Fünf Jahre Medien-Barrierefreiheit: Es braucht mehr Verbindlichkeit

Podiumsdiskussion mit Andreas Kunigk, Robert Ziegler, Michael Ogris, Corinna Drumm und Martin Ladstätter

Am 18. Juni 2026 nahm ich an einer Podiumsdiskussion der RTR zum Thema „5 Jahre verpflichtender Ausbau barrierefreier Medienangebote: Schon eine Selbstverständlichkeit?“ teil. Anlass war eine Bilanz über die Entwicklung seit Inkrafttreten der gesetzlichen Verpflichtungen im Jahr 2021. Dabei wurde deutlich: Es gibt Fortschritte, aber auch erheblichen Handlungsbedarf. Über die Veranstaltung berichtet auch BIZEPS im Beitrag „Barrierefreie Medien: Was sich seit 2021 verändert hat“.

Ich nahm als Vizepräsident des Österreichischen Behindertenrats an der Diskussion teil. Grundlage der Diskussion war auch ein aktueller Statusbericht der RTR zur Barrierefreiheit in audiovisuellen Medien.
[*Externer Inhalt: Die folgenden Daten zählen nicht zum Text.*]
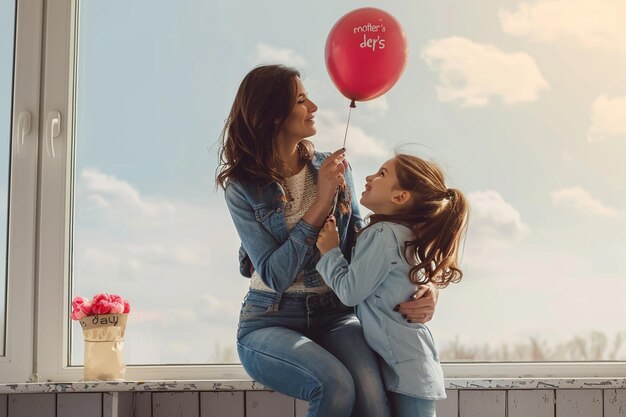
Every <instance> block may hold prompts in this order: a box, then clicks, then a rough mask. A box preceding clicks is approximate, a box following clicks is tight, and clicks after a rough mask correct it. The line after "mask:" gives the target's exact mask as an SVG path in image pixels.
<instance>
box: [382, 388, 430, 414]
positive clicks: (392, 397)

Mein Fazit fällt gemischt aus: Während der ORF und auch ServusTV ihr barrierefreies Angebot deutlich ausgebaut haben, erfüllen manche private Medienanbieter ihre gesetzlichen Verpflichtungen nach wie vor nur unzureichend.

Besonders kritisch sehe ich, dass einige Anbieter nicht einmal die vorgeschriebenen Berichte zur Barrierefreiheit an die Behörde übermittelt haben und trotzdem öffentliche Förderungen erhalten. Förderungen sollten künftig stärker an die Umsetzung von Barrierefreiheit geknüpft werden.

Der Österreichische Behindertenrat hat die Entwicklung in den vergangenen fünf Jahren genau beobachtet. Nun ist es an der Zeit, Konsequenzen einzufordern. Manche Anbieter haben in fünf Jahren gerade einmal rund zwei Prozent ihres Angebots barrierefrei gestaltet. Bei diesem Tempo würde vollständige Barrierefreiheit erst in rund 250 Jahren erreicht.

Deshalb braucht es aus meiner Sicht auch auf EU-Ebene verbindlichere Vorgaben. Die Richtlinie über audiovisuelle Mediendienste (AVMSD) sollte von einer allgemeinen Verbesserungsverpflichtung zu messbaren, verbindlichen und durchsetzbaren Mindeststandards für Medien-Barrierefreiheit weiterentwickelt werden.

Auch die RTR selbst muss sich an hohen Maßstäben messen lassen. Der Rechnungshof kritisierte bereits 2022, dass weder die Räumlichkeiten noch zentrale Dokumente der Regulierungsbehörde barrierefrei waren. Darüber berichtete auch BIZEPS.

Mein Fazit: Es gibt Fortschritte, aber sie reichen nicht aus. Barrierefreiheit braucht klare gesetzliche Vorgaben, wirksame Kontrolle und Konsequenzen, wenn Verpflichtungen nicht eingehalten werden.